Courts: LGBT Parents Are Family

by Edward Carpenter

Even as the U.S. Ninth Circuit Court of Appeals hears arguments on whether a ban on same sex marriage is constitutional, other U.S. court rulings have opened the door to expanded rights for lesbian, gay, bisexual, and transsexual (LGBT) parents in child custody and adoption cases, according to research conducted by USF Associate Professor of sociology Kimberly Richman.

Richman, who researched all 316 published U.S. appeals court cases from 1952-2004 involving LGBT parents and child custody, visitation, or adoption, said there is definitely a “right” and “wrong” way to pursue parental rights in court.

Faced with the reality that some judges use the “rights of the child” to discriminate against LGBT parents, arguing the child’s rights trump all, LGBT parents have found more success in family law when they frame the case in the context of pursuing their rights to preserve their relationship with a child or children rather than preserve their individual civil rights, Richman said.

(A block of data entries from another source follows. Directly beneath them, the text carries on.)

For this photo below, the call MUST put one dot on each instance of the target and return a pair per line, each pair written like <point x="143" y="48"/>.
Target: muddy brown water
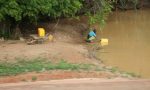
<point x="129" y="42"/>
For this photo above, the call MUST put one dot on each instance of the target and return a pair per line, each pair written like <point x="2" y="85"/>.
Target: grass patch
<point x="38" y="65"/>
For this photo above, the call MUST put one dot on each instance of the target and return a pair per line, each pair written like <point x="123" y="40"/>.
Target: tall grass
<point x="37" y="65"/>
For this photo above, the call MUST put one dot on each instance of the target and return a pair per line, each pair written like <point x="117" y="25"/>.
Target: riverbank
<point x="68" y="45"/>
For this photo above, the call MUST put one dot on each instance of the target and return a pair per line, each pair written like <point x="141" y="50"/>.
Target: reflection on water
<point x="129" y="41"/>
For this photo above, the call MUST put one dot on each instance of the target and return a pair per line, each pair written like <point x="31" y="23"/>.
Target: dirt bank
<point x="68" y="45"/>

Associate Professor of sociology Kimberly Richman will be among nearly 20 academic and professional experts discussing “The Future of Same-Sex Marriage” at the University of San Francisco Law Review’s spring symposium.

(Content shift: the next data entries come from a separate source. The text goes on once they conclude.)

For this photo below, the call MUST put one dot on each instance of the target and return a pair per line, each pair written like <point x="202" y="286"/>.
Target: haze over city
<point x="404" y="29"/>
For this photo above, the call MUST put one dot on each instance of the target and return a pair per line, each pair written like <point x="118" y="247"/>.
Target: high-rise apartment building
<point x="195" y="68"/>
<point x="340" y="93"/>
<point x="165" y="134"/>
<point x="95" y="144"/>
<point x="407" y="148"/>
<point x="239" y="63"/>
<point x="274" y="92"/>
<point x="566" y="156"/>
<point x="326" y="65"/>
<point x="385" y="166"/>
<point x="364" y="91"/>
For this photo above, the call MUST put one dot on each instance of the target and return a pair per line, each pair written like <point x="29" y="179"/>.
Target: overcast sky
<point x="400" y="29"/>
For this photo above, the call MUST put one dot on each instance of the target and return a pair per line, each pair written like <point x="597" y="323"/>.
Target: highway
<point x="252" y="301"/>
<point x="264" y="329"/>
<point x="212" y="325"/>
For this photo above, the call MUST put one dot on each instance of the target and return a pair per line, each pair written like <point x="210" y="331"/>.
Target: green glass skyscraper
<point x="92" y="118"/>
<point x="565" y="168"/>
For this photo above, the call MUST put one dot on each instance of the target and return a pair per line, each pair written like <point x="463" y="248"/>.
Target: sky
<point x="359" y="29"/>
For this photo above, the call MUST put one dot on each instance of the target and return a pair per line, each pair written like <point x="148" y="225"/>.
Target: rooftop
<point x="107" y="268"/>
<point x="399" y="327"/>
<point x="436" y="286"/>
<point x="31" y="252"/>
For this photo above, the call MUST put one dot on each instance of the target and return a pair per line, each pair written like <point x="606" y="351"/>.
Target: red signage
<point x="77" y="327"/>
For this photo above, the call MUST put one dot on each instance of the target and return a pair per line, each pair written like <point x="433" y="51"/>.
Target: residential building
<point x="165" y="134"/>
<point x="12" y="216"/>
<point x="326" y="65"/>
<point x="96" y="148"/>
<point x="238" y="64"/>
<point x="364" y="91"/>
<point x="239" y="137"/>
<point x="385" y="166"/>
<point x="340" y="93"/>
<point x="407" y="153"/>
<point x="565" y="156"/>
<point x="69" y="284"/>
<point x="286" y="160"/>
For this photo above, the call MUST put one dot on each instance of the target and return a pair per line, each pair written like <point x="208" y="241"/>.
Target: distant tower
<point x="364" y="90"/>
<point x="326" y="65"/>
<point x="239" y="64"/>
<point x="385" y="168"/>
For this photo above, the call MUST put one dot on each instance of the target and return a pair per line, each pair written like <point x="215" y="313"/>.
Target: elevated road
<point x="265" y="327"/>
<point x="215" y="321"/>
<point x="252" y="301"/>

The day-long symposium, which includes experts from USF, Stanford University, the University of Minnesota Law School, and a senior counsel for the American Center for Law and Justice, among others, takes place Feb. 26 at the University of San Francisco’s Fromm Hall.

Five panels will examine: empirical data regarding the material consequences of denying or recognizing same-sex marriage; recent federal constitutional challenges to state bans of same-sex marriage; the role of competing social movements in shaping marriage; the emerging focus on questions about parenting children and securing families; and, the intersection of religion and anti-discrimination law in the context of same-sex marriage.

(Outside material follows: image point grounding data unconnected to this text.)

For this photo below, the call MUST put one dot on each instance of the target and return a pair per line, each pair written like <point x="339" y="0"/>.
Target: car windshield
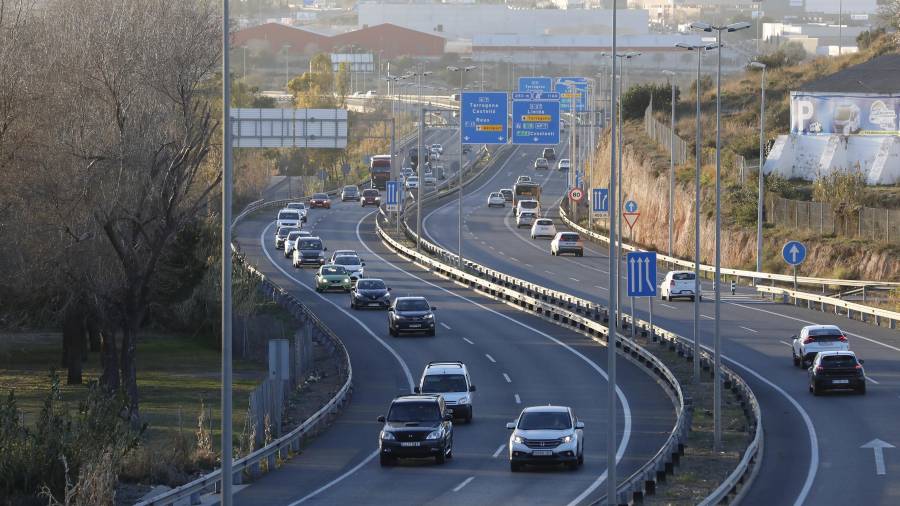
<point x="545" y="420"/>
<point x="439" y="383"/>
<point x="838" y="361"/>
<point x="405" y="412"/>
<point x="412" y="305"/>
<point x="346" y="260"/>
<point x="370" y="284"/>
<point x="310" y="244"/>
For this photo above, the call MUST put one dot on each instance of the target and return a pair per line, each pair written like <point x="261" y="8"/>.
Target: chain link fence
<point x="871" y="223"/>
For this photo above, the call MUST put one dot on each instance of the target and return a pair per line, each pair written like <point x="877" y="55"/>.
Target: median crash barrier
<point x="585" y="316"/>
<point x="822" y="302"/>
<point x="737" y="273"/>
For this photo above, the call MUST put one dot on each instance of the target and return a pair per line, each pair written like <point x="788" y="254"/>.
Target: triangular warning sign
<point x="631" y="218"/>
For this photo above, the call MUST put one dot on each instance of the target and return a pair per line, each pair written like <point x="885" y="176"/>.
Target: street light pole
<point x="697" y="167"/>
<point x="762" y="158"/>
<point x="671" y="161"/>
<point x="717" y="337"/>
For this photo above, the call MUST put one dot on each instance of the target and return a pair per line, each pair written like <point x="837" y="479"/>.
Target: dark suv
<point x="837" y="370"/>
<point x="370" y="197"/>
<point x="411" y="314"/>
<point x="416" y="426"/>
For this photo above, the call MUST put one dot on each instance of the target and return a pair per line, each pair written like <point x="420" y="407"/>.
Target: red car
<point x="370" y="197"/>
<point x="320" y="200"/>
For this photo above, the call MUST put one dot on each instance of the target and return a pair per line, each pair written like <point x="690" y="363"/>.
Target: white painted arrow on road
<point x="878" y="447"/>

Court rulings in such cases are far from uniform, but that “indeterminacy,” as Richman and other scholars refer to it, has provided an opportunity for LGBT families to pursue expanded family rights. “Family law is very vague,” said Richman, in her book Courting Change: Queer Parents, Judges, and the Transformation of American Family Law. “That allows openings for new types of families and new types of rights to emerge, and that’s exactly what’s led to custody and adoption rights for gay and lesbian parents.”

Certainly discrimination exists, but on the whole more courts are recognizing non-biological, LGBT, and alternative parents’ rights, Richman said.

Richman, who became interested in family law issues involving gay and lesbian parents in the early ’90s while studying the use of psychological expert testimony in family court, said that by revealing how these cases unfold and how family law has transformed, she hopes to make the path clearer for those pursuing equal rights for LGBT parents and families.

USF students and the public, who are likely to someday become parents, benefit from the ability of the research to shine a light on an area of law that could impact them as potential members of the LGBT community or as the children, relatives, or friends of LGBT couples, according to Richman.

“We are all affected by what society and the courts see as the definition of ‘family’ and the definition of the ‘best interest of the child,’” Richman said.